Gejala dan tanda klinis utamanya berhubungan dengan saluran napas, pencernaan, dan CNS.
Awalnya penderita akan segera batuk, tersedak, dan mungkin muntah, meskipun jumlah yang

tertelan hanya sedikit. Sianosis, distress pernapasan, panas badan, dan batuk persisten dapat

terjadi kemudian. Pada anak yang lebih besar mungkin mengeluh rasa panas pada lambung dan

muntah secara spontan. Gejala CNS termasuk lethargi, koma, dan konvulsi. Pada kasus yang

gawat, pembesaran jantung, atrial fibrilasi, dan fatal ventrikular fibrilasi dapat terjadi. Kerusakan

ginjal dan sumsum tulang juga pernah dilaporkan. Gejala lain seperti bronchopneumonia, efusi

pleura, pneumatocele, pneumomediastinum, pneumothorax, dan subcutaneus emphysema. Tanda

lain seperti rash pada kulit dan dermatitis bila terjadi paparan pada kulit. Sedangkan pada mata

akan terjadi tanda-tanda iritasi pada mata hingga kerusakan permanen mata.

c. Baygon

Baygon adalah insektisida kelas karbamat, yaitu insektisida yang berada dalam golongan

propuxur. Penanganan keracunan Baygon dan golongan propuxur lainnya adalah sama. Contoh

golongan karbamat lain adalah carbaryl (sevin), pirimicarb (rapid, aphox), timethacarb (landrin)

dan lainnya.

Gejala keracunan sangat mudah dikenali yaitu diare, inkontinensia urin, miosis, fasikulasi

otot, cemas dan kejang. Miosis, salvias, lakrimasi, bronkospasme, keram otot perut, muntah,

hiperperistaltik dan letargi biasanya terlihat sejak awal. Kematian biasanya karena depresi

pernafasan.

Efek muskarinik (parasimpatik) berupa: miosis (pinpoint), Hipersalivasi, lakrimasi, Hipersekresi

bronchial, Bronkospasme, Hiperperistaltik : mual, muntah, diare, kram perut., Inkontinensia urin,

Pandangan kabur, Bradikardi


Efek nikotinik berupa: fasikulasi otot, kejang, kelumahan otot, paralysis, ataksia, takikardi

(hipertensi).
Efek SSP berupa: sakit kepala, bicara ngawur, bingung, kejang, koma, dan depresi pernafasan.
Efek pada kardiovaskular bergantung pada reseptor mana yang lebih dominan.
d. Bahan kimia umum ( Chemical toxicants ) yang terdiri dari berbagai golongan seperti pestisida (

organoklorin, organofosfat, karbamat ), golongan gas (nitrogen metana, karbon monoksida,

klor ), golongan logam (timbal, posfor, air raksa,arsen) ,golongan bahan organik ( akrilamida,

anilin, benzena toluene, vinil klorida fenol ).

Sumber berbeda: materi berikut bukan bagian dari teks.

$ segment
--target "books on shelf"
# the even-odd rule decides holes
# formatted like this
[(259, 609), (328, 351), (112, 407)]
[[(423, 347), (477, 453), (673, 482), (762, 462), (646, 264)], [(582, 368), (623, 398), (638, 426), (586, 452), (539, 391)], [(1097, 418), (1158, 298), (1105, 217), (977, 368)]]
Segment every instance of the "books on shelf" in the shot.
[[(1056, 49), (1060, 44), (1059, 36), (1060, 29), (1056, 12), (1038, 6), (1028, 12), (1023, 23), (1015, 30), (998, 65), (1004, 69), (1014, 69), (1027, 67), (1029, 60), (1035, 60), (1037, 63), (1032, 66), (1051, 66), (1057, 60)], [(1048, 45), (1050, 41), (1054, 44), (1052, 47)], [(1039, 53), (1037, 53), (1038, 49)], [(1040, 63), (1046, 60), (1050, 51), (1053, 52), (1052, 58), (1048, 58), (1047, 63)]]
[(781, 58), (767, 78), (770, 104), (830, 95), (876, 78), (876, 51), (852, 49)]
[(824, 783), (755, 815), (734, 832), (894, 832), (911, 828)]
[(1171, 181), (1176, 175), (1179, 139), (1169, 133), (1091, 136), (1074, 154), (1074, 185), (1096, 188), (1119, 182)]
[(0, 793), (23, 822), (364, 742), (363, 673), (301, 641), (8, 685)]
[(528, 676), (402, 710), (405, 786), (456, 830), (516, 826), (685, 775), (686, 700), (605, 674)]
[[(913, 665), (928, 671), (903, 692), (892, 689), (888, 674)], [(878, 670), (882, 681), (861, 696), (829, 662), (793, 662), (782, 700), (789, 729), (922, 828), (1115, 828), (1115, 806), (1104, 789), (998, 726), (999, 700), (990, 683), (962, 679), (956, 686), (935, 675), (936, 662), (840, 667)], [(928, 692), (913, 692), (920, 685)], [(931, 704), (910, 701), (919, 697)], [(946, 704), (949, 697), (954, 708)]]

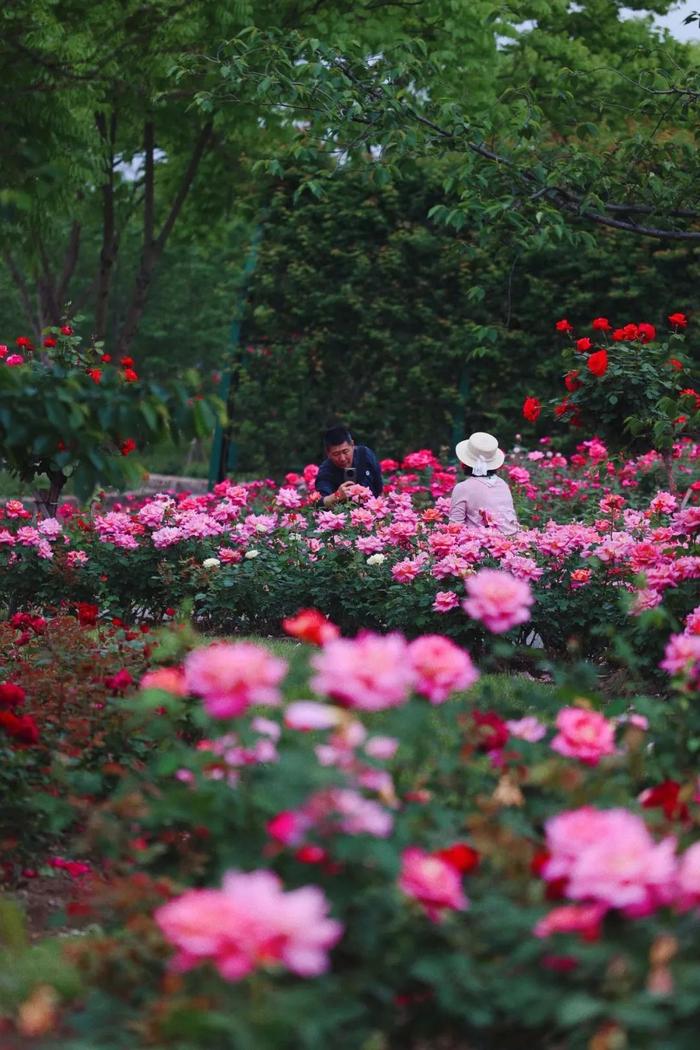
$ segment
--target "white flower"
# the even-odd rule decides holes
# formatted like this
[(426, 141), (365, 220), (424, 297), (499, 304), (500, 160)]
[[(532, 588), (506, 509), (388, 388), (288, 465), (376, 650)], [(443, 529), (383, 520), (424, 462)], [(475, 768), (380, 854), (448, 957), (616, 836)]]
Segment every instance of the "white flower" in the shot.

e. Racun yang dihasilkan oleh makluk hidup ( Biological toxicants ) mis : sengatan serangga,

gigitan ular berbisa , anjing dll (Djoko Widodo, 2013).

C. PATOFISIOLOGI
Penyebab terbanyak keracunan adalah pada sistem saraf pusat dengan akibat penurunan

tingkat kesadaran dan depresi pernapasan. Fungsi kardiovaskuler mungkin juga

terganggu,sebagian karena efek toksik langsung pada miokard dan pembuluh darah perifer,dan

sebagian lagi karena depresi pusat kardiovaskular diotak.Hipotensi yang terjadi mungkin berat

dan bila berlangsung lama dapat menyebabkan kerusakan ginjal,hipotermia terjadi bila ada

depresi mekanisme pengaturan suhu tubuh. Gambaran khas syok mungkin tidak tampak karena
adanya depresi sistem saraf pusat dan hipotermia, Hipotermia yang terjadi akan

memperberat syok,asidemia,dan hipoksia (Brunner and Suddarth, 2010).


D. MANIFESTASI KLINIK
1. Rasa terbakar di tenggorokan dan lambung.
2. Pernafasan yang cepat dan dalam, hilang selera makan, anak terlihat lemah.
3. Mual, muntah, haus, buang air besar cair.
4. Sakit kepala, telinga berdenging, sukar mendengar, dan pandangan kabur.
5. Bingung.
6. Koma yang dalam dan kematian karena kegagalan pernafasan
7. Reaksi lain yang kadang bisa terjadi : demam tinggi, haus, banyak berkeringat
bintik merah kecil di kulit dan membran mukosa (Noer Syaifoellah,2006).

E. KOMPLIKASI
a. Kejang
b. Koma
c. Henti jantung
d. Henti napas
e. Syok (Brunner and Suddarth, 2010).
F. PEMERIKSAAN PENUNJANG
1. Laboratorium toksikologi
2. uji darah, urin, isi lambung, atau muntah.
3. foto sinar X abdomen (Noer Syaifoellah,2006).

G. PENATALAKSANAAN
1. Tindakan Emergenci
Airway : Bebaskan jalan nafas, kalau perlu lakukan intubasi.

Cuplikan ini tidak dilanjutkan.